1. Melden Sie sich mit Ihrem eigenen Meta-Konto an.
2. Greifen Sie auf die Option zu, mit dem Konto des Minderjährigen fortzufahren.
3. Ab diesem Punkt können Sie alle Sicherheits- und Privatsphäre-Einstellungen verwalten.

Was Eltern alles einstellen können

Die Verwaltung des Kontos eines Minderjährigen ermöglicht es den Eltern:

– Die Privatsphäre-Einstellungen zu verwalten.
– Zu sehen, wie viel Zeit das Kind online verbringt, und Zeitlimits festzulegen.
– Den Zugriff auf bestimmte Apps und Funktionen zu kontrollieren.
– Verstöße gegen die Community-Richtlinien zu melden.
– Käufe zu autorisieren oder zu blockieren.

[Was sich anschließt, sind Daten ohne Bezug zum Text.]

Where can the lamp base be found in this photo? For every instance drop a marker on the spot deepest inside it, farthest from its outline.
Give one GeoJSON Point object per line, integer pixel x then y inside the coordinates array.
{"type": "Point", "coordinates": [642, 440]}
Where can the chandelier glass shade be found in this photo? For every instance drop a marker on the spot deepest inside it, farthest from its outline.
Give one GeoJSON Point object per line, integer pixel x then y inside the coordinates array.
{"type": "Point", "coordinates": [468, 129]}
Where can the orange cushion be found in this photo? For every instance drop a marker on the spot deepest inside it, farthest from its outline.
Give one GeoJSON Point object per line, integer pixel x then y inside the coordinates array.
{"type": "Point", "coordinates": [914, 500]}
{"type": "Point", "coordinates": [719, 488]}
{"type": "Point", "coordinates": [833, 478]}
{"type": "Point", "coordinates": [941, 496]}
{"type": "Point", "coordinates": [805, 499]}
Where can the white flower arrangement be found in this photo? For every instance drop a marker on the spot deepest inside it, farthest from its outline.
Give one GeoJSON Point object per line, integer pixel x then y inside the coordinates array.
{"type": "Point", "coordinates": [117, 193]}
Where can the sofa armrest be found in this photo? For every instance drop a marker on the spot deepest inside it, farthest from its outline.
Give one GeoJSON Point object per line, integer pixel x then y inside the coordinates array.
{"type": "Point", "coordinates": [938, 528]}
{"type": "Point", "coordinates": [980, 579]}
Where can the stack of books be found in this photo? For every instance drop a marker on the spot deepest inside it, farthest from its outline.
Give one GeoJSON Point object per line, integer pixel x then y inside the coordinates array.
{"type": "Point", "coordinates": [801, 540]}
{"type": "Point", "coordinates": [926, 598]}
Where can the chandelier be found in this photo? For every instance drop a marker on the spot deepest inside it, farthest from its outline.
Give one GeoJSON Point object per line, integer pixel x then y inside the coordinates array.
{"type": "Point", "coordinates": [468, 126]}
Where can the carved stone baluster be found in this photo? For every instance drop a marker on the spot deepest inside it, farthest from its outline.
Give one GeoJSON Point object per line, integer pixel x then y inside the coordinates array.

Für ältere Jugendliche: Das Privacy Center

Jugendliche ab 13 Jahren (das Mindestalter kann je nach Land variieren) dürfen ihr eigenes Meta-Konto in der Regel selbst verwalten. Dennoch stellt die Plattform auch für diese Altersgruppe ein spezielles „Privacy Center für Teenager“ zur Verfügung. Dort, so Meta, „können sie Informationen darüber erhalten, wie sie ihre Privatsphäre-Einstellungen überprüfen und welche Schutzmaßnahmen es gibt“. Die Polizei appelliert an alle Eltern, diese Tools zu nutzen, um ihre Kinder in der digitalen Welt besser zu schützen.